Data Profiles

What is a Data Profile?

A data profile provides a comprehensive overview of a dataset. A data profile can be defined as a structured summary of the content and quality of a dataset.

It involves analyzing various aspects of the data, such as its structure, completeness, uniqueness, consistency, and integrity. It also identifies nulls, duplicates, blanks, anomalies, alongside date ranges etc.

In this document, we will look at how to run data profiles in Astera Data Governance.

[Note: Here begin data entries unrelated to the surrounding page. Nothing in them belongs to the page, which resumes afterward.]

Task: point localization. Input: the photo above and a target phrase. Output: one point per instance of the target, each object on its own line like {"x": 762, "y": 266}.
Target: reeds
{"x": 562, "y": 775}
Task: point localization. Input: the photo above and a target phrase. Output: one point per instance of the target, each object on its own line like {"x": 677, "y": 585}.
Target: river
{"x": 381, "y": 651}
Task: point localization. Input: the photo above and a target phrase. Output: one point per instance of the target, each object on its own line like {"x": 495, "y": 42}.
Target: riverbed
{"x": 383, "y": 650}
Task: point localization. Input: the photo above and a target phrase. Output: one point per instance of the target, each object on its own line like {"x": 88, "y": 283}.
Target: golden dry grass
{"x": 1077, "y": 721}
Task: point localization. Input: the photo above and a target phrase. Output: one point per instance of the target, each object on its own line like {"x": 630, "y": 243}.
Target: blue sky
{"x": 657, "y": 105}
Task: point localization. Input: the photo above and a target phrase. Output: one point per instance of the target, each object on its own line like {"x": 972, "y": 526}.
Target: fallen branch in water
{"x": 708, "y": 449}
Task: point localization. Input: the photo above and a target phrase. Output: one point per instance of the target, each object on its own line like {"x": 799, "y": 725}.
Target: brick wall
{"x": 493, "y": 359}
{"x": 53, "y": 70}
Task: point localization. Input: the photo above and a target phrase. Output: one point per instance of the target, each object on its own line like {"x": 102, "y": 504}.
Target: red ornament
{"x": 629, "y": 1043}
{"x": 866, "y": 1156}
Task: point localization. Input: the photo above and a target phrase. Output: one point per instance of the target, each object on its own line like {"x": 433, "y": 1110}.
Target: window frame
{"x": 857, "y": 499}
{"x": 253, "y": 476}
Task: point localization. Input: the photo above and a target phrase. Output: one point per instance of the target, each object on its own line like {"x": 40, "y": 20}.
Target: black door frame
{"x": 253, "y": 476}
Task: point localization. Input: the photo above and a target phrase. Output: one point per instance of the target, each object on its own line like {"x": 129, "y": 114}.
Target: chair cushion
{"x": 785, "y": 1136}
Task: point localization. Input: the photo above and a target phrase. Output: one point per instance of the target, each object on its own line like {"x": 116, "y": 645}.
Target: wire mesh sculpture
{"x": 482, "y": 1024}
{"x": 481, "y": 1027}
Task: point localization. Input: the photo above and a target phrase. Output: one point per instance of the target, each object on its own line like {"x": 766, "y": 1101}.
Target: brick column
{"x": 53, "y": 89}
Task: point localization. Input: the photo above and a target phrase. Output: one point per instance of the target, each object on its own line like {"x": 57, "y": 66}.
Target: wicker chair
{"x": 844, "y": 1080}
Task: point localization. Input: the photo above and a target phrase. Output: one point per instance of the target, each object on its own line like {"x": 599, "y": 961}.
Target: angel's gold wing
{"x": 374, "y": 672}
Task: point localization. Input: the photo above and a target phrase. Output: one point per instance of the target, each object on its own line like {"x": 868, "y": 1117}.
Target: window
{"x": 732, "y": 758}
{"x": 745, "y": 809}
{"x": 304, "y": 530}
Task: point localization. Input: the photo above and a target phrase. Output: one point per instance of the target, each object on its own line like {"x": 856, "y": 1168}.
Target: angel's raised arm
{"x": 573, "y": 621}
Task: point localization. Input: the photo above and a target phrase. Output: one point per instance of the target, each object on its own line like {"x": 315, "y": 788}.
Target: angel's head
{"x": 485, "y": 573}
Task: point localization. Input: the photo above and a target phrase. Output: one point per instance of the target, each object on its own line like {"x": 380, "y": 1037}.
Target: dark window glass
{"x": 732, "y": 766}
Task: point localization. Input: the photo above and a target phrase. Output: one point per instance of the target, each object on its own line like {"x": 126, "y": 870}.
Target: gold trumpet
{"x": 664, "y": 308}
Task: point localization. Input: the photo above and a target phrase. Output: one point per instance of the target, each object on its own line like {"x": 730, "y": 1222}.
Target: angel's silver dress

How to Run a Data Profile?

1. Open the Centerprise client application. Then, go to Project > New > Integration Project to create a new integration project.

Note: Data assets can only be deployed from a project.

image-20230804163939597

2. Next, we will name this project, “Data Profile”, and click Save to save this project.

image-20230804163953939

3. Next, in the Project Explorer panel, right-click on the newly created project and select Add > Add New Item.

image-20230804164010551

4. In the Add New Item window, select Shared Action and click Add. This item can also be renamed using the Name textbox. This file will be added to the Project Explorer panel, under the Data Profile project node.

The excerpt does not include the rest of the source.